What is ethical eating? How do we want to engage this issue at UUCA? Ethical eating can mean many different things to us individually, and in a diverse spiritual community the topic is bound to engage us in different ways. The UUA 2008 General Assembly selected “Ethical Eating: Food and Environmental Justice” as the new Congregational Study Action Issue – this has sparked an association-wide effort to explore the hidden ways our food choices impact our communities and our world. While we certainly engage with this topic in the life, justice work, and worship of our congregation, is there more to do and learn?

To name just a few of these efforts at UUCA: we have an active community supported agriculture program, the Progressive Preschool and UUCA Summer Camp are very intentional about food choice, and we actively compost and recycle. UUCA Religious Education seriously engages this issue inside and outside of Sunday morning R.E. In fact, our 4th and 5th grade RE class UUCA service project this year is the Pancake Supper on Wednesday, February 25th. This year the Pancake Supper menu has changed from previous years in order to provide a more sustainable meal. This means using less processed foods, using local, organic, and seasonal ingredients where possible, and eating less meat. Proceeds from this Wonderful Wednesday dinner will go to the Atlanta Community Food Bank. We can be excited about the good work being done, and keep that energy going forward!

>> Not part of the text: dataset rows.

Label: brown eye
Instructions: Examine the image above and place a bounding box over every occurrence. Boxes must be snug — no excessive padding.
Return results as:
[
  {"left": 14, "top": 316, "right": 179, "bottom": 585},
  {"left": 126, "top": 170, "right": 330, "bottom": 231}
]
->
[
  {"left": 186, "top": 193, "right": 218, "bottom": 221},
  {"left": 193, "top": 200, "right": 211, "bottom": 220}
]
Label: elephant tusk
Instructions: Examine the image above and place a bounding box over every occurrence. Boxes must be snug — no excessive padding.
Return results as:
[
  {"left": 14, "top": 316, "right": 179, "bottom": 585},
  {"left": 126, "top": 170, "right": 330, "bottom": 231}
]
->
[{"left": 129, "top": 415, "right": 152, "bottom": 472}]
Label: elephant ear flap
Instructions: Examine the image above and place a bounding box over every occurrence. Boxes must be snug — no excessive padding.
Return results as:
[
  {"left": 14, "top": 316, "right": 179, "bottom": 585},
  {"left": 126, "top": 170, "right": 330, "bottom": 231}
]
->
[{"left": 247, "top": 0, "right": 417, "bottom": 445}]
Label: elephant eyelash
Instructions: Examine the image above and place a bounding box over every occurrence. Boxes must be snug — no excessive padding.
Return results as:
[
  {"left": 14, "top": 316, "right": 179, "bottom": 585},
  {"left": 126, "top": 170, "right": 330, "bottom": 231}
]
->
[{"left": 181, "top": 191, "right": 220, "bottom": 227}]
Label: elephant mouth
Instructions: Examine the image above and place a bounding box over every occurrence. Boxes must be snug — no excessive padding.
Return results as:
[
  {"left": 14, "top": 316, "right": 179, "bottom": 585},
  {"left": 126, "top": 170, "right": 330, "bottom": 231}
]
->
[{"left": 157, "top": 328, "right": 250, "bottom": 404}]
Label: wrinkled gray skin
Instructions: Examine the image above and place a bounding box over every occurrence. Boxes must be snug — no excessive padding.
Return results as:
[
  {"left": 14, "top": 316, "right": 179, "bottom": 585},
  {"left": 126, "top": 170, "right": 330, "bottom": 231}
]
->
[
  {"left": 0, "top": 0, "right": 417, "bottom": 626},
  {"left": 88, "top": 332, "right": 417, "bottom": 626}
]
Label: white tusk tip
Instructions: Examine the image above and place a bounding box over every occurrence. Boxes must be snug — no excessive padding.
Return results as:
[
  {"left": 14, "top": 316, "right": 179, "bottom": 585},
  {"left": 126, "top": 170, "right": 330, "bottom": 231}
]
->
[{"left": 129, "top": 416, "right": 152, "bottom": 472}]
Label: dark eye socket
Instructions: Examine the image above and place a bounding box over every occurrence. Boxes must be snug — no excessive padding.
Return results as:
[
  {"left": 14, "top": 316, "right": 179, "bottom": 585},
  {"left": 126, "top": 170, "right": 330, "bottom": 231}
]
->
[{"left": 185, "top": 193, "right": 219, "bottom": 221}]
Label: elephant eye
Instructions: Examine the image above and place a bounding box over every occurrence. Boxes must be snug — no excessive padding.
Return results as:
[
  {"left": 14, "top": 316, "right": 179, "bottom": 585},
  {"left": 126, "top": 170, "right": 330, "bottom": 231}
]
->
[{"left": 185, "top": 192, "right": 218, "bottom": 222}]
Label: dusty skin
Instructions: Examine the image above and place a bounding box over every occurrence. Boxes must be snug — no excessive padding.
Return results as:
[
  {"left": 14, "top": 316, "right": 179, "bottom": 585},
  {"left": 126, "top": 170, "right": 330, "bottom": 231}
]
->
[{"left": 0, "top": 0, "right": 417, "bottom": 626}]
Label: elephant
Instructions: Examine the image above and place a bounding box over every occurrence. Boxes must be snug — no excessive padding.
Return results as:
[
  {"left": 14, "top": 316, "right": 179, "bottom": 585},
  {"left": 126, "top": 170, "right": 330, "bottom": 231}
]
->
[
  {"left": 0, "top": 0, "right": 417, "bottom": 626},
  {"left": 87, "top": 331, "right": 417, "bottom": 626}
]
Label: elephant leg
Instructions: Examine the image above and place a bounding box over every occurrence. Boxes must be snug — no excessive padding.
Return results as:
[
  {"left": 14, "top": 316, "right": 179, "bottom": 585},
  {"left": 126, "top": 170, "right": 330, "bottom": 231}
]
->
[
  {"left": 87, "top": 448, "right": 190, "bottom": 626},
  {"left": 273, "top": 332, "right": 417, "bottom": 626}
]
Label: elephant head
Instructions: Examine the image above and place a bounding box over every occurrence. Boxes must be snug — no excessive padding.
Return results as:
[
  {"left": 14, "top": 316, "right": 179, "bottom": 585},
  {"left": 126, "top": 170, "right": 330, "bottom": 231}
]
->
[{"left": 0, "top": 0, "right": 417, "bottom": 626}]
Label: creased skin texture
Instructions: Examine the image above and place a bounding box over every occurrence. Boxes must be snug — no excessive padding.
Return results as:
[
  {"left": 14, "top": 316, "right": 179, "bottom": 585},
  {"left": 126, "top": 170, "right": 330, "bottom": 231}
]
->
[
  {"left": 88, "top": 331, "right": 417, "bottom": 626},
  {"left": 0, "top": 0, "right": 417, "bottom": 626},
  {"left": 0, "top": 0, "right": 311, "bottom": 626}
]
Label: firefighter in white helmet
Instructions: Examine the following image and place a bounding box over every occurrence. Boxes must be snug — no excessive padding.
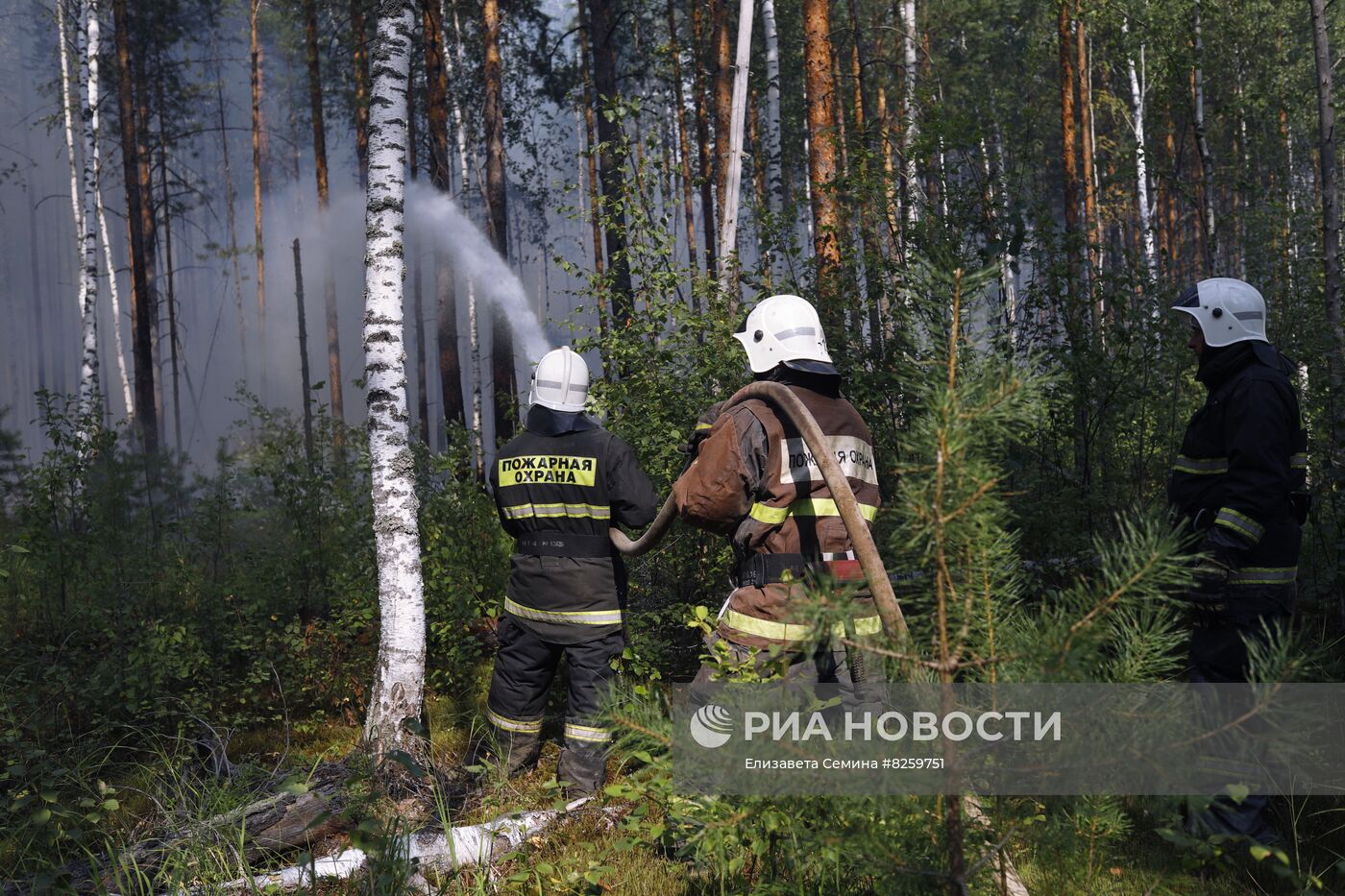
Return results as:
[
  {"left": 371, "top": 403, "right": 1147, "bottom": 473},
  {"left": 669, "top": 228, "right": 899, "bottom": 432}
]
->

Also on Wednesday, February 25, 2009 from 7:30 PM to 8:30 PM in Room 213, please join us is an opportunity to access the Congregational Study Action Issue – Ethical Eating: Food and Environmental Justice for 2008–2012! There will also be discussion on how to further study and engage with this issue at UUCA. We hope that youth and adults will get involved with this effort. It is an issue that affects us all!

Ethical eating can be as broad as topics such as: access to food, animal and human rights, quality of food, environmental impacts of food production – the list goes on. It can also be as simple as where we shop, what choices we make in the grocery aisles, and to which candidates or causes we give our energy. One thing is definitely true, there is no ultimate answer on the definition of ethical eating. Be aware that this can be a loaded topic! Engaging with our friends and fellow congregants on this issue requires compassionate communication and listening. What we eat and how we eat can be deeply held practice and belief. Some of us have strong feelings on particular brands or shopping venues – how we spend our money can be both an ethical and spiritual decision. Unitarian Universalists are engaged in social justice, moral and ethical dialogues on a broad range of topics, and this is not done lightly. Making food choices are a natural part of our everyday lives. When you entangle that with ethics, spirituality, purse constraints, and any number of thoughts and emotions – the choices aren’t always simple.

Our 7th principle states, “Respect for the interdependent web of all existence of which we are a part.” I believe this asks us to understand that we are irrevocably connected. Being connected has implications of relationship, and it has implications of mutual consequence. The choices we make in our lives and how we live affects everyone and everything around us. While this might seem like a hefty weight or a guilty obligation, it can also be joyful engagement. Being a part of a larger system means that we can also make positive impacts, and I personally feel a part of something larger than myself. As we have seen in the current economic climate, the world is intimately connected for better or worse. Approaching ethical eating as a justice issue opens the door to thinking about the relationships we have not only with our planet and our food, but with one another.